Regarding what you said about submissions that aren't particularly complete, there's something I need to make absolutely clear about why we do things the way we do.
In the real world, art for any reasonably large game project is done by a group of people. In the case of a game like Skyrim with a large number of assets, some people are concept artists, some people are character modelers, some people model equipment, some people model terrain, some people do rigging, some people do animation, etc. The only way we're ever going be able to compete with high end commercial offerings is by doing what they do: working collaboratively. This means that not every piece of art is going to be an absolutely finished product. If we're going to be able to assemble large sets of consistent art, people need to be able to submit things that aren't entire sets, so that other people can add to them, etc. No one person working for free has the time to produce a large, complete set of game assets.
So, any artists reading this: Ganry's views on this are not the views of OpenGameArt.org. If you're working on content that you feel like someone else might be able to build upon, I encourage you to submit it, even if it's not a complete set of art in and of itself. OGA isn't just as archive for completed art projects, it's a site where people can build and develop new projects as well.
Bart
Hello,
thanks for the answers. Believe it or not, but they helped me a lot to understand this site. I'm sorry if my post insult you but my English skills are very bad and some thinks I post can sound harsh but I don't mean to. I only was kinda frustrated finding no Art I can use. I know, I can pay someone for art, but that's not in my budge.
I'm gonna take a look at those Art collections you mention. They looks promesing.
And again, sorry if I insult you.
You should know as well, that, if you ask politely on the forums and give information about your project you can make someone help you developing what you need.
I think there are two ways of looking at the alleged problem:
1. There is too much "useless" material, that makes it harder to find the good stuff.
2. There isn't enough good stuff.
It's unclear to me which the OP was getting at more. Quality control would help with (1), but I agree with others that this would be a bad idea (too much a matter of opinion what's useful or not, and better to solve the issue with better search, and we already have Collections). It wouldn't solve (2) anyway.
I would disagree that there's hardly any good stuff - I've found plenty of useful images for things like textures and 2D static images.
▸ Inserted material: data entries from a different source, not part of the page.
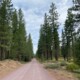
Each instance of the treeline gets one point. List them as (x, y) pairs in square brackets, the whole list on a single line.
[(49, 44), (14, 43)]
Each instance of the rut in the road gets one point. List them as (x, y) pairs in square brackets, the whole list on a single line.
[(30, 71)]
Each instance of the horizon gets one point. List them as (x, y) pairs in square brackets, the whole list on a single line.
[(34, 15)]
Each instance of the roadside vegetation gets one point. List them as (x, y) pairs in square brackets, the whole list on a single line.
[(14, 43), (61, 52)]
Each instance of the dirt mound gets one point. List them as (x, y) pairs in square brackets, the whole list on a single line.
[(8, 66)]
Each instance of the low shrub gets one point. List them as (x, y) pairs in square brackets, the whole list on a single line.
[(52, 66), (72, 67)]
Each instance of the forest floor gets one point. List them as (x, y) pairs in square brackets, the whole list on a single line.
[(58, 73), (8, 66), (61, 75)]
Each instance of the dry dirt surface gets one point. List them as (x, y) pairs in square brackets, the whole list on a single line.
[(8, 66), (30, 71)]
One thing I have trouble finding is animations - a lot of the time I see images intended to be a character in a game, but it's only a static image, and therefore useless for most genres of games. But ultimately I suspect the problem is that creating such game art is hard, and there aren't enough people willing to do it for free.
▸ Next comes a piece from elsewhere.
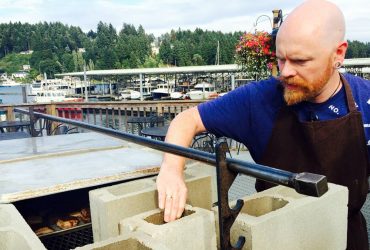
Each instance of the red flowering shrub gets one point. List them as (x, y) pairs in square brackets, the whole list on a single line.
[(255, 54)]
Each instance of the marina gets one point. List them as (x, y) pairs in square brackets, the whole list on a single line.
[(61, 151)]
"If I make a bad game, no one cares if it's for free. Even free mobile games are criticised by their users no matter they are for free or not."
Though this isn't an end user site, it's a developer site. Not to say there shouldn't be criticism, but hopefully of a more constructive kind. On the one hand, yes, if I have some barely started scrap of a game, I wouldn't dream of releasing it, even as Free and Open Source. But on the other hand, I think the analogy would be someone uploading some code of a demo to somewhere like Sourceforge - not as a game for end users, but as code for someone to potentially make use of.